Everyone has stress, but letting it pile up can have physical effects. If you suffer from a painful condition like osteoarthritis (OA) — a degenerative joint disease characterized by the deterioration of the cartilage in your joints over time — the extra stress can add to the pain you already feel in your hands, knees, and other joints.
Follow these 10 simple tips and you could be on your way to reducing the stress in your life and easing the pain you feel from osteoarthritis.
Easy walks, swimming, and biking can all help reduce stress in your life. Exercise can take your mind off the day's worries. Even better, exercise helps release endorphins, which are neurotransmitters that give us a "happy boost." As with any exercise, ease into it and consult your doctor to make sure you won't add strain to your body's current pain.
Eat Well, Lose Weight
Being overweight adds to the physical strain on your body and can cause further pain in your joints. By changing your diet and incorporating exercise into your daily routine, you can naturally lose weight and reduce overall stress. Add fresh fruits and vegetables, whole grains, and food high in omega-3 fatty acids like salmon, walnuts, and olive oil to your diet.
Regular massages are a fantastic way to relieve stress. Massage from a trained therapist can be beneficial for numerous conditions. A person with OA might find that an hour on a massage table can loosen muscles and joints and provide temporary pain relief.
Proponents of acupuncture, a part of traditional Chinese medicine, say the treatment allows your body's energy to flow more openly by strategically placing thin needles into specific points in your skin. Advocates claim that by helping your internal energy flow, you can reduce stress and possibly heal specific pain.
Keep a Journal
When things build up inside us and we don't talk about them, our stress levels rise and can cause other physical problems to manifest. By keeping a journal, you give yourself a personal outlet to purge your mind of the negativity. After you write, go back and read your entry aloud to yourself to further push it out of your mind.
Wine and a Bath
Pour a glass of wine, light some candles, and descend into a warm bath or whirlpool spa. Setting aside this type of time may seem trivial but it’s important to relax and lower stress in a private environment. Also, red wine contains an antioxidant called resveratrol that may reduce damage to blood vessels and prevent blood clots. The warm water in the tub can provide temporary relief of some joint pain. Add bath salts to your soak to increase relaxation. We recommend Epsom salt for its natural pain-relieving abilities.
People have been practicing yoga for centuries, and its impact still has great relevance today. Performing hatha or Iyengar yoga helps stretch your muscles and build strength, both of which are beneficial to people with OA. Yoga supporters also feel it brings internal harmony to your body while relaxing your mind. If you practice yoga even once a week for 90 minutes, it can help reduce stress in your joints and ease pain.
Meditation helps calm your mind. Start by either sitting on the floor in a cross-legged position or in a chair with both feet on the floor. Take deep breaths and try to focus on a point in your mind, clearing your thoughts. The meditative act will help you slow your breathing and focus your attention away from burdensome thoughts.
Channel your stress into a creative outlet, like photography or painting.
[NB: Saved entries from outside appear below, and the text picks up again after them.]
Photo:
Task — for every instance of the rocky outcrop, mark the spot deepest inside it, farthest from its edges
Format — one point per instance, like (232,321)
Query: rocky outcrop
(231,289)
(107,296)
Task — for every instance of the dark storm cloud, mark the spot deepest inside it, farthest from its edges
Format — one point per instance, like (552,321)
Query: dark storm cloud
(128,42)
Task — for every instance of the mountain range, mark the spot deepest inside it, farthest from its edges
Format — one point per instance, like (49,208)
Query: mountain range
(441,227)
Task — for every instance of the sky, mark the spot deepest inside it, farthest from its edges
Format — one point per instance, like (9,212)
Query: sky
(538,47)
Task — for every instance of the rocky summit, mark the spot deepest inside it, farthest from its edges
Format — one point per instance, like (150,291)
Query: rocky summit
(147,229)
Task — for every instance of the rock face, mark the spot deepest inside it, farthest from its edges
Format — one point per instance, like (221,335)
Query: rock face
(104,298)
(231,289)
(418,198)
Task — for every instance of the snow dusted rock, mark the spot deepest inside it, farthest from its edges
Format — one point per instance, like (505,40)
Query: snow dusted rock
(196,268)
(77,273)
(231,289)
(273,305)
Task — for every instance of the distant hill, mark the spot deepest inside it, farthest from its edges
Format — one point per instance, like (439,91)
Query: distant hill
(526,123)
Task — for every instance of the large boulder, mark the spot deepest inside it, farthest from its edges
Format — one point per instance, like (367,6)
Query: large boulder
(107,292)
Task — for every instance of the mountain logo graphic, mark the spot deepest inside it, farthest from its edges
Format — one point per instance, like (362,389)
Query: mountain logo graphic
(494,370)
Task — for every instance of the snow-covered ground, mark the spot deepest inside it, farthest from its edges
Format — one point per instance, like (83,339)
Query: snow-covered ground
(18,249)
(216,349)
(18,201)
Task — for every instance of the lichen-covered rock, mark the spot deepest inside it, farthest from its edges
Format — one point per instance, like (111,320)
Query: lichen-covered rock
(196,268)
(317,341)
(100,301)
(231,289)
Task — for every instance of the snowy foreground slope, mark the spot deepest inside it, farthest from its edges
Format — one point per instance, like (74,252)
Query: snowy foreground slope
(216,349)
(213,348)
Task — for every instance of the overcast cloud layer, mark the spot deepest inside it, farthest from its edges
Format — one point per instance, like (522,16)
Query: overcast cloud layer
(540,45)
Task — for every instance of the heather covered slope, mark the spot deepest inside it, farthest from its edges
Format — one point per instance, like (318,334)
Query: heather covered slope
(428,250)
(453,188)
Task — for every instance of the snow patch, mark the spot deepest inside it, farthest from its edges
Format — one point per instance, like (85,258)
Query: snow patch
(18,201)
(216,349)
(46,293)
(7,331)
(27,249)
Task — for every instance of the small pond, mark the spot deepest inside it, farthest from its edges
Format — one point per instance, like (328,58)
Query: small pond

Sitting down at a canvas or taking a camera out with you on a walk in the city or countryside lets you focus your attention in a creative space.
Volunteer with Children (and Laugh!)
Kids often have the ability to make us laugh with their infinite energy and imaginations, and laughter has proven benefits that can aid in reducing stress and tension in the body. When you laugh, you release powerful endorphins that deliver warm feelings, further relaxing you and your muscles.